[Congressional Record Volume 167, Number 46 (Thursday, March 11, 2021)]
[Senate]
[Pages S1490-S1493]
From the Congressional Record Online through the Government Publishing Office [www.gpo.gov]
Border Security
Mr. PORTMAN. Mr. President, I am here on the floor today to talk
about the unfolding, urgent situation on our southern border, and I do
so as the ranking Republican on the Homeland Security and Governmental
Affairs Committee.
This unfortunate situation at the border includes a lot of kids
coming over the border, UACs, as they call them, unaccompanied alien
children. These children are making a long and dangerous journey north,
putting themselves at risk and bringing our immigration system and our
shelter system along the border to a breaking point.

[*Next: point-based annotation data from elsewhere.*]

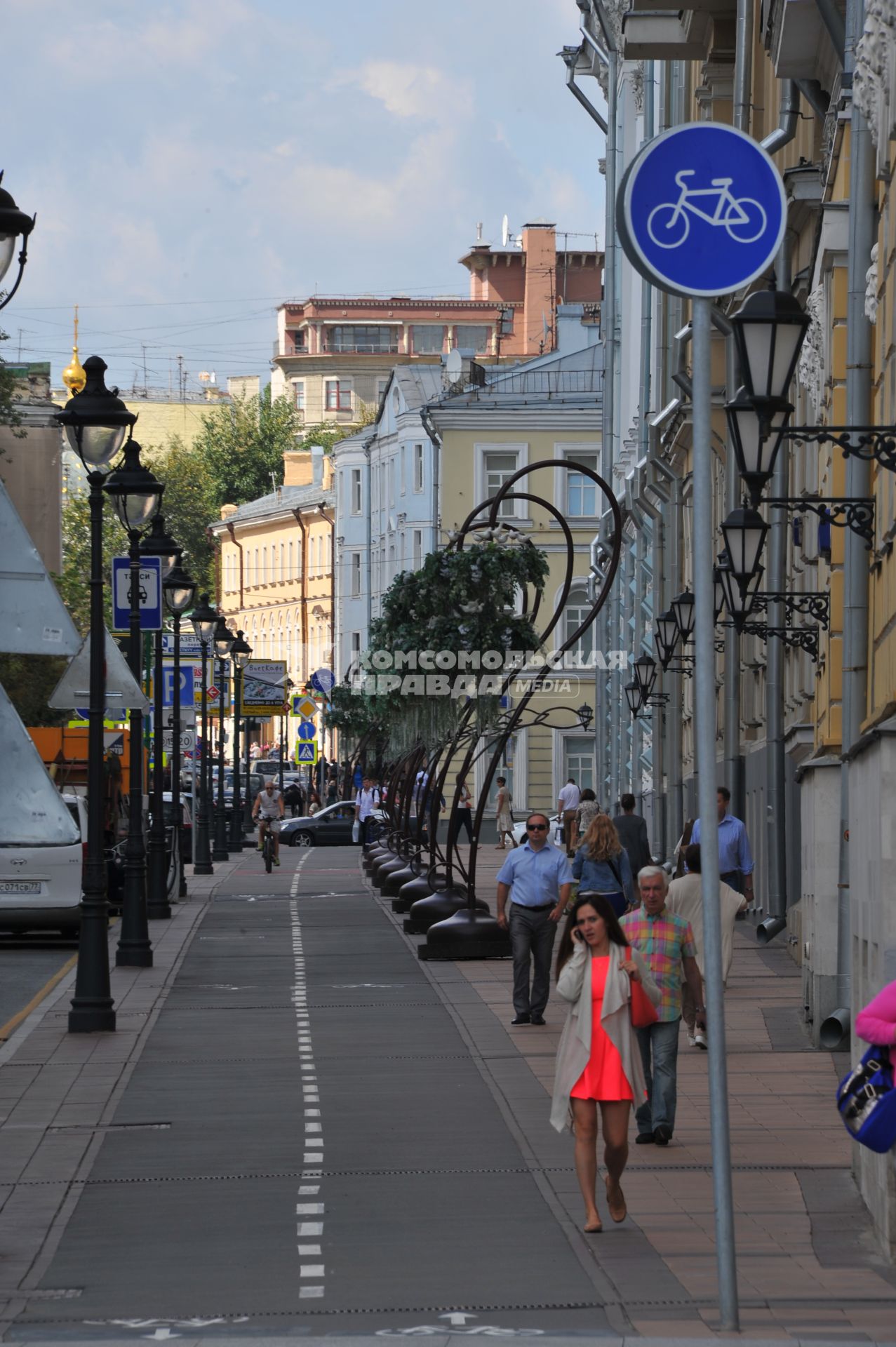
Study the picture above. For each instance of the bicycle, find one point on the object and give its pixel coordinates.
(732, 213)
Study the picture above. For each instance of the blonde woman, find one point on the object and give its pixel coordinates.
(601, 865)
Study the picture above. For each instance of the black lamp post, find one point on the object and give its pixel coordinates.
(240, 654)
(159, 543)
(203, 622)
(14, 222)
(180, 593)
(224, 640)
(136, 495)
(96, 422)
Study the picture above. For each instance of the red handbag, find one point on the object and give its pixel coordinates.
(642, 1008)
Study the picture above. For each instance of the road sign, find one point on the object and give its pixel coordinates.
(322, 681)
(701, 210)
(150, 594)
(263, 688)
(187, 741)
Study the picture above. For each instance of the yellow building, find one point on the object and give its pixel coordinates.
(275, 569)
(544, 410)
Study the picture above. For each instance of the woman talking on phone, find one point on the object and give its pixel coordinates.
(599, 1061)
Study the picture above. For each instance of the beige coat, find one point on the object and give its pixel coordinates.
(575, 1042)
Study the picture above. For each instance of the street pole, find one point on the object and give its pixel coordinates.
(135, 950)
(705, 723)
(220, 852)
(92, 1007)
(203, 864)
(158, 906)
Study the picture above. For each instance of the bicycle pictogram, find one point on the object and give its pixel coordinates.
(743, 217)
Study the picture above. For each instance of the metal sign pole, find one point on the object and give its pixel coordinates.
(705, 724)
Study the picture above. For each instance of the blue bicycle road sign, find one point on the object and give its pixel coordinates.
(701, 209)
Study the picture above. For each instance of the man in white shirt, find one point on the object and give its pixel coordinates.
(566, 807)
(366, 802)
(685, 896)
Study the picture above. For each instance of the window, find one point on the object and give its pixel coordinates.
(581, 492)
(499, 465)
(337, 395)
(473, 337)
(575, 613)
(366, 338)
(427, 340)
(578, 760)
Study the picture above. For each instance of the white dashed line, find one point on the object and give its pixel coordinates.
(306, 1229)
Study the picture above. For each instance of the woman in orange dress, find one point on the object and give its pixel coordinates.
(599, 1061)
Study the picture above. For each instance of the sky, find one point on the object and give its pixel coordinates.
(196, 163)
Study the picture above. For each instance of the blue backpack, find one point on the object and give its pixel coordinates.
(867, 1101)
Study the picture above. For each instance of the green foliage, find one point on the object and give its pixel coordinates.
(457, 601)
(29, 681)
(74, 581)
(189, 505)
(241, 445)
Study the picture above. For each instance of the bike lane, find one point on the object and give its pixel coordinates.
(307, 1145)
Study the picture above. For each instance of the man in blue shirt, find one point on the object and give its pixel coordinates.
(735, 856)
(540, 878)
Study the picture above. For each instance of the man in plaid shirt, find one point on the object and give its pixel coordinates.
(667, 943)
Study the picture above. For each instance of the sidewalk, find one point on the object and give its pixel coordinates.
(806, 1254)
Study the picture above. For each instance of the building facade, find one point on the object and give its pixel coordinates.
(335, 356)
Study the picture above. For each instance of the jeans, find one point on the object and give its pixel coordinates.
(533, 943)
(659, 1057)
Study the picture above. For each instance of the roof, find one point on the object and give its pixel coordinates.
(286, 499)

You may have heard that the Biden administration insists this is not
a crisis. Here are the facts. You decide.
This chart shows the dire situation that we are in. On Tuesday, the
most recent confirmed information we have is there were 3,400 of these
children in Border Patrol custody. Ten days ago, that number was 1,700.
So in 10 days, this number has doubled. To put this in perspective, at
the very height of the border crisis in 2019 that we all remember being
talked about a lot on the floor of this Senate and around the country,
families and children were coming in, in big numbers. At the very
height, it was 2,600 unaccompanied kids. Today, based on some
information we just received anecdotally from the Customs and Border
Protection folks, it is over 3,500. It is a 35-percent increase even
from where it was during the crisis, and it is growing.
Under law, these children have to be transferred to the Federal
Department of Health and Human Services, HHS, within 72 hours of their
being apprehended, and why we had that law in place was to be able to
help these kids. So instead of being in a Border Patrol detention
facility, which, by the way, were all designed for single males--they
don't have any separation, don't have any trained people to help
provide care to children, and it is law enforcement, Border Patrol
agents--but within 72 hours, we had said that you have to transfer
these children to a Health and Human Services facility that is
appropriate for children. How is that working?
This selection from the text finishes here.